The life of an IT professional is fraught with danger and angst, not to mention a near constant suppression of the urge to yell ‘It doesn’t work like that’ whenever tech is represented in the non-tech media. Mostly these are harmless frustrations, like Jeff Goldblum being able to connect his Powerbook 5300 to an alien spaceship, when us regular humans couldn’t connect the damn thing to a printer.
But when the problems are not fictional, they become more serious. On Monday 5th October, we discovered that a ‘computer glitch’ had caused nearly sixteen thousand COVID-19 cases to be unreported by Public Health England. But while a ‘computer glitch’ makes one think of poorly written code, solar radiation bit-flipping and the like, this wasn’t a ‘computer glitch’ at all.
It was a human glitch. I spend a lot of time working with organisations on IT, with an approach that takes into account people, process and technology. All three are vital factors in the successful use of IT, and more often than not, failures are the result of people or process, rather than the underlying hardware and software.
In a nutshell, here’s what happened: Public Health England needed to compile the testing data being submitted by their commercial partners, and then share this with NHS groups, government and centralised Test and Trace systems. They built a workflow to do this, except while the partners were submitting their data in .CSV, the workflow was transforming them into .XLS. To a layman, these are both ‘Excel’, and to many people opening a .CSV, .XLS or .XLSX formatted file, they won’t notice the difference as they open in the same application. But crucially, they are not the same. The .XLS formatted workbooks had far smaller capacity limitations, so larger datasets were truncated when being transformed, resulting in tests not being submitted.
Now, this is a relatively common and simple failing, but one that, given the magnitude and severity of what is being dealt with, should not have been allowed to happen. Yes, Microsoft Excel CAN do everything, but that doesn’t mean you should use it for everything.
It is easy enough to imagine how this system came about, and in the face of an unprecedented pandemic, a bias for action in the public health space is no bad thing to have. But as we all know, a stopgap solution can quickly become the long-term solution, as people move on to other projects and we all say ‘well it works’ right up until the moment it no longer does.
So what lessons can we learn, or at least reaffirm, when presented with this case?
Firstly, there is the importance of strong processes and process design. These processes must be well documented, well understood, and make sense.
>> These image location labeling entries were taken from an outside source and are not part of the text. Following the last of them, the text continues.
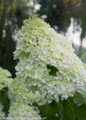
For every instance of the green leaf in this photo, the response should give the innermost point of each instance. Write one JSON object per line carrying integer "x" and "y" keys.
{"x": 80, "y": 112}
{"x": 79, "y": 98}
{"x": 66, "y": 111}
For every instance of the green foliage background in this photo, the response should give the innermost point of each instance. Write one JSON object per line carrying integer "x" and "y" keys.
{"x": 58, "y": 12}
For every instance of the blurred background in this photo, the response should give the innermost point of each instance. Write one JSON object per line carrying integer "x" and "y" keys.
{"x": 67, "y": 17}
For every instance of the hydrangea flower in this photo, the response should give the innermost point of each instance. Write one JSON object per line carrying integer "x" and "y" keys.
{"x": 5, "y": 78}
{"x": 19, "y": 93}
{"x": 47, "y": 62}
{"x": 20, "y": 111}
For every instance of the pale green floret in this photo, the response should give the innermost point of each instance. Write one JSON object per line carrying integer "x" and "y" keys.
{"x": 5, "y": 78}
{"x": 47, "y": 62}
{"x": 2, "y": 114}
{"x": 20, "y": 111}
{"x": 19, "y": 93}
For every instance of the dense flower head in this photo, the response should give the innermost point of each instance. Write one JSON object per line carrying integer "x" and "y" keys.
{"x": 19, "y": 93}
{"x": 5, "y": 78}
{"x": 47, "y": 62}
{"x": 20, "y": 111}
{"x": 2, "y": 114}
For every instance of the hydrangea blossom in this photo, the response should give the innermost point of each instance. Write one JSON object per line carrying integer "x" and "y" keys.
{"x": 20, "y": 111}
{"x": 47, "y": 62}
{"x": 19, "y": 93}
{"x": 5, "y": 78}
If possible, these processes should be adaptable to enable re-use. By establishing strong processes and process-driven behaviours in normal operations, in times of crisis, these processes can be used to help. Because while the COVID-19 test and trace system is new and without precedent, the need to manage, transform and share data from and to third parties is nothing new, in healthcare or anywhere else.
If you need to use a stopgap or interim system, you need to have a plan to replace it. Temporary fixes must be just that, because a quick fix usually means skipping some elements of the design, assurance, testing, or other elements that are in place to ensure robust solutions. If you release something that you know is a house of cards (and using Excel to handle test and trace data is clearly a house of cards), you must pay off your technical debt and replace the system with something more robust BEFORE the house of cards tumbles.
You also need broad technical oversight, and diversity of knowledge, background and experience in your technical teams. Diversity enables greater breadth in evaluating a system or project, and makes it more likely that critical issues will be noticed and resolved before they become failures. You need to back this up with a strong culture that enables people to openly speak up when they notice issues, and report failures in the knowledge that they will not be victimised for doing so, and that their concerns will be taken seriously, not swept under the carpet.
Finally, you need platforms. Building a new ‘thing’ every time the mission changes is wasteful, time consuming, inflexible, and borderline insane. When it comes to repeatable tasks, such as the integration of third party data into the organisation, there should be well established, robust processes and standards in place. Not only a set system of how the solution works, and the restrictions, but also information to send to suppliers, public facing documentation, and user guides.
These platforms should take into account people, process and technology, and make standards clear and explicit. By taking in to account a broad range of factors, and establishing correct baselines, you ensure strong standards and reduce the chances of failure and rework. Oh, and always remember, Excel is not a database.